I loved the man smirking in the portrait more than anything, but I was also angry at him. Angry that he had a hand in destroying the relationship he’d basically forced me into. I wondered if he could hear me cursing him out as I sat amongst the people who were here to genuinely mourn him and the rest that had come to get their picture in the Times and the Post. That said a lot about Frank. Usually the people that read those two papers didn’t mix, but Frank mixed with everyone.
After Scott had left me standing, strike that, after he’d left me crumpled on the floor in tears, I’d texted Drake to come get the dogs. Then I packed all my belongings, every single item in that house, and dropped off the boxes at the FedEx in town.
I’d caught the next flight out without even dropping by Laurel’s place to say goodbye. I cried the entire two-leg trip. Caught an Uber. Cried the entire ride into town. When we hit traffic in the midtown tunnel, I was sure the driver was going to chuck me. I unlocked the front door to my apartment. Burst into tears. I was pretty sure I was all cried out. You never know, though.
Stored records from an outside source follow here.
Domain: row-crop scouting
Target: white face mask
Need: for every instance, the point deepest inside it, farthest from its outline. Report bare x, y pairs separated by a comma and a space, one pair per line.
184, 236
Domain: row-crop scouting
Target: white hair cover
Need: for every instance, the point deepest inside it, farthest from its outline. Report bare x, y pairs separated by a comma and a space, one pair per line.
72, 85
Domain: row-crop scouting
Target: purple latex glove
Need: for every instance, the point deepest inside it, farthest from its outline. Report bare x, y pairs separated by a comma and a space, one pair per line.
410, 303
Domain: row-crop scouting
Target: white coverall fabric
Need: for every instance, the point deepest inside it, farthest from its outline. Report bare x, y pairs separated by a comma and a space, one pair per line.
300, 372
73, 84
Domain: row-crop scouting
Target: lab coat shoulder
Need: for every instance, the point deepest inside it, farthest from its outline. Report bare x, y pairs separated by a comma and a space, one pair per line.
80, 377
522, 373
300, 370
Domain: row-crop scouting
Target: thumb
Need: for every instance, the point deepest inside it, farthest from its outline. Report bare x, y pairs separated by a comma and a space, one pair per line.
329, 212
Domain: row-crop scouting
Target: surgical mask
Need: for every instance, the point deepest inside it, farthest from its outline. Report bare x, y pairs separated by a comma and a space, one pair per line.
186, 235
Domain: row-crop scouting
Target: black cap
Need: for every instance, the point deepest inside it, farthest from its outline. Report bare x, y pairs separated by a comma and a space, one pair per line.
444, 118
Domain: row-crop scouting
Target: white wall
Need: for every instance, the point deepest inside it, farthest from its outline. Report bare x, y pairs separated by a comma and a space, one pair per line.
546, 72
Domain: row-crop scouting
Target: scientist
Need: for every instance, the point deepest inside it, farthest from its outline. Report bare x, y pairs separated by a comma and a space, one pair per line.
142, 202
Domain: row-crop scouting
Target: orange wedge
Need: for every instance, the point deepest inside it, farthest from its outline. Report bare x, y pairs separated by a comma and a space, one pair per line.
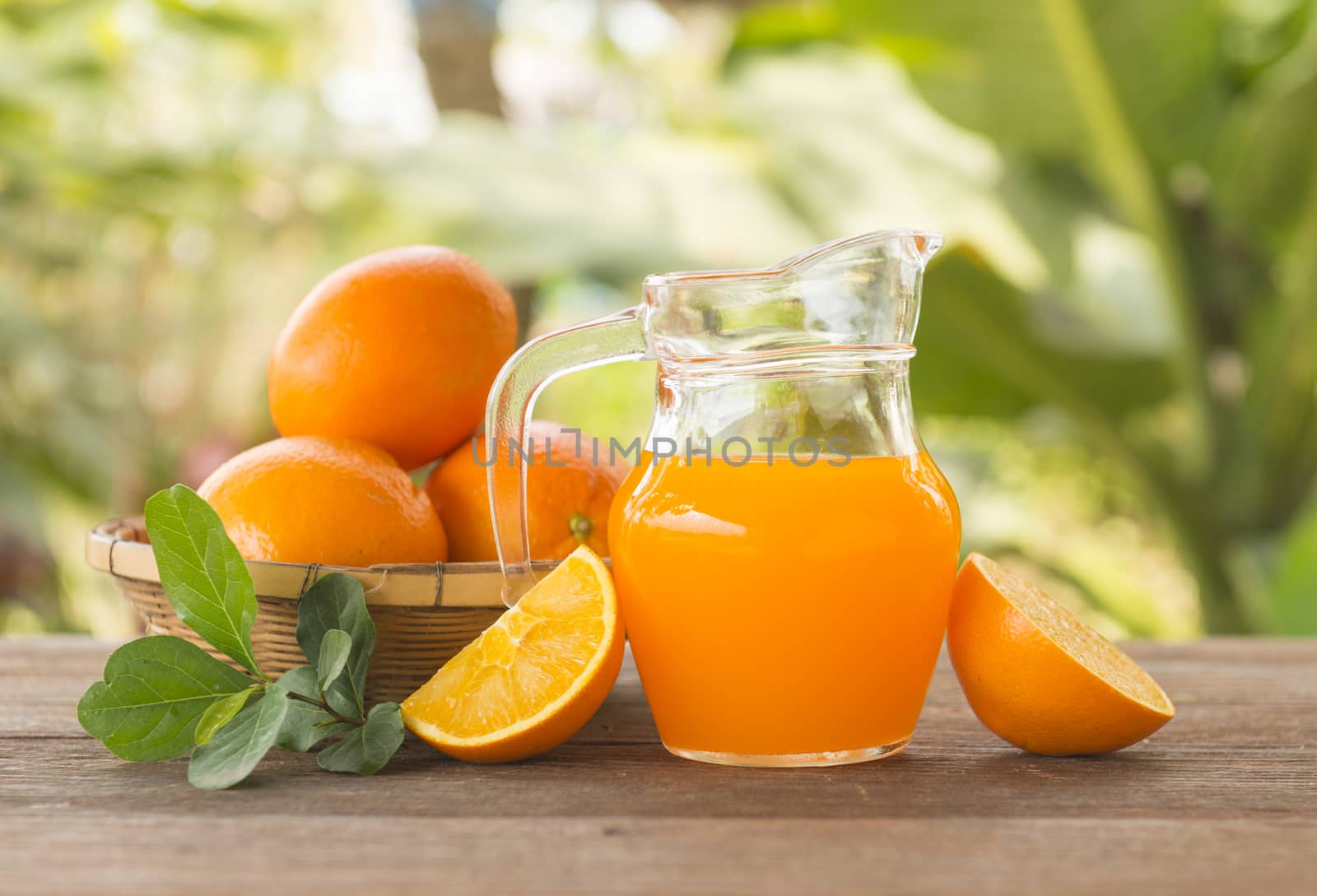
533, 678
1038, 676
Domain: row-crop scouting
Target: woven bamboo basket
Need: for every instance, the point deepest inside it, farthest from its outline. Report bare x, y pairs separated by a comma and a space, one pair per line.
423, 613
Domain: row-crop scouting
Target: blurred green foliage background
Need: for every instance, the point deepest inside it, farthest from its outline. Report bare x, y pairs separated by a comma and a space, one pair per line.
1119, 353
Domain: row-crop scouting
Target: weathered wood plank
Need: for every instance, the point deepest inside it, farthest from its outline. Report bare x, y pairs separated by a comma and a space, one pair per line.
1224, 799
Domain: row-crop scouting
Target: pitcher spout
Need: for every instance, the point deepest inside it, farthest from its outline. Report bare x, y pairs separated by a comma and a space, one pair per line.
859, 291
Sensing eyes on him, Scott’s head turned a fraction. He scrutinized the mourners behind and to the right of him with cold calculating precision. He’d shaved and his hair was perfect again. He looked unfamiliar, like a stranger I’d once had a dream about.
Somehow, he found me in the crowd. Our eyes locked for a brief moment, and his expression turned downright arctic. I wasn’t sure which was worse his hot temper or his cold disdain.
“What the fuck’s with him? What’s with the serial-killer look he just gave me?” Miller whispered on my right.
It had taken me a good ten minutes of heavy breathing out on the sidewalk to gather the courage to walk up to them. Marjorie had given me a faint, sympathetic smile that gave me hope, but one eviscerating glance from Scott told me to find someplace else to sit. If I was ever considered family before, it was abundantly clear I was now persona non grata. Which was why I was sitting elsewhere, on the opposite side of the aisle from the family, next to Miller.
And earning speculative stares from everyone wondering why I wasn’t sitting with my husband.
“That was meant for me,” I whispered back. “I think he may have even blocked me.”
An elderly woman wearing a Chanel suit, a snow-white bob, and a look of superiority seated in the pew directly ahead of us shushed us.
Miller leaned into me. “Give him some time to cool off…he’ll get over it.”
“I’m not so sure about that.”
I didn’t voice out loud my fear that when Scott finally did get around to speaking to me it would be to tell me he wanted a divorce.
I wanted to believe Miller, though. I was down, but I wasn’t out yet.
“What can I do?” Miller asked for the millionth time this week.
Picking my eyes up off the screen of my desktop computer, I stopped typing and aimed a flat stare at my one and only friend these days.
“Put a pillow over my face and smother me?”
Miller placed the hard copies of the contracts I’d asked for on my desk. “What about a few cocktails instead?”
The clock read 7:30 p.m. and I still hadn’t finished going through all the deals Frank had initiated before he’d passed away. My career was the only thing keeping me propped up, which was why I poured everything I had into it. I was fairly certain that, if I stopped moving, I would die of a broken heart. With one stone I’d lost the two men I loved most. With the exception of Mr. Smith.